VANCOUVER, BC, May 11, 2021 /CNW/ - TGS Esports Inc. ("TGS" or
the "Company") (TSXV: TGS) (OTC: TGSEF) (FRA: 5RH) is pleased to
announce the 2021 schedule for Get On My Line ("GOML"),
Canada's premier annual Super
Smash Brothers Tournament, proudly sponsored by Red Bull. GOML is going global in 2021 with
brackets for North American and European residents.
GOML 2020 attracted 3,000+ competitors and had five million+
minutes of content watched while GOML 2021 is tracking to surpass
those numbers with over 500 competitors registered in less than a
week.
The event trailer can be viewed here:
https://youtu.be/fo0ihlqESog.
"GOML is a staple of the fighting game community, and with each
passing year it shatters Canadian participation and viewership
records." Said Joe Cribari, CEO of
EMG. "We are looking forward to working closely with the TGS team
to deliver another world class event."
"As we work through our acquisition with EMG, we are excited to
work closely with Joe and his team to bring another record-breaking
year to the Super Smash scene." Said Spiro
Khouri, CEO of TGS. "This event is a big opportunity for us
to demonstrate the power of the combined EMG and TGS teams."

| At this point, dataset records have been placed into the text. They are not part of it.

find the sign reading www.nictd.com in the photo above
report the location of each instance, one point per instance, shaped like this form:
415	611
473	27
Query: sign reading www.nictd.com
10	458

GOML Online Tournament Schedule
Super Smash Bros. Melee Singles (NA and EU) – June 19-20
Super Smash Bros. for Ultimate Singles (NA and EU) –
June 26-27
$1,000 prize pool for each main
event per region.
About TGS Esports Inc.
TGS partners with Fortune 500 brands, schools, and tournament
organizers to build out their esports community via tournaments,
broadcast production, and events. TGS has commercialized an esports
solution that allows brands and gamers to interact on its end to
end platform. The combination of TGS esports event expertise and
next generation software creates an unparalleled esports experience
that allows sponsors and brands to reach their desired gaming
demographic.
About EMG
Even Matchup Gaming (EMG) is Canada's premiere fighting game tournament
organizer & broadcaster. Founded in 2012, they have executed
300+ local, regional, and national events for the esports community
developing one of the strongest grassroots followings in the
world.
Summary of Acquisition
TGS will acquire all of the issued and outstanding shares of EMG
("EMG Shares") for the aggregate purchase price of CAD$1,100,000.00 (the "Purchase Price")(the
"Acquisition"); The Purchase Price will be paid via the issuance of
up to 5,500,000 common shares of TGS to EMG (the "Consideration
Shares") at a deemed price per share of CAD $0.20.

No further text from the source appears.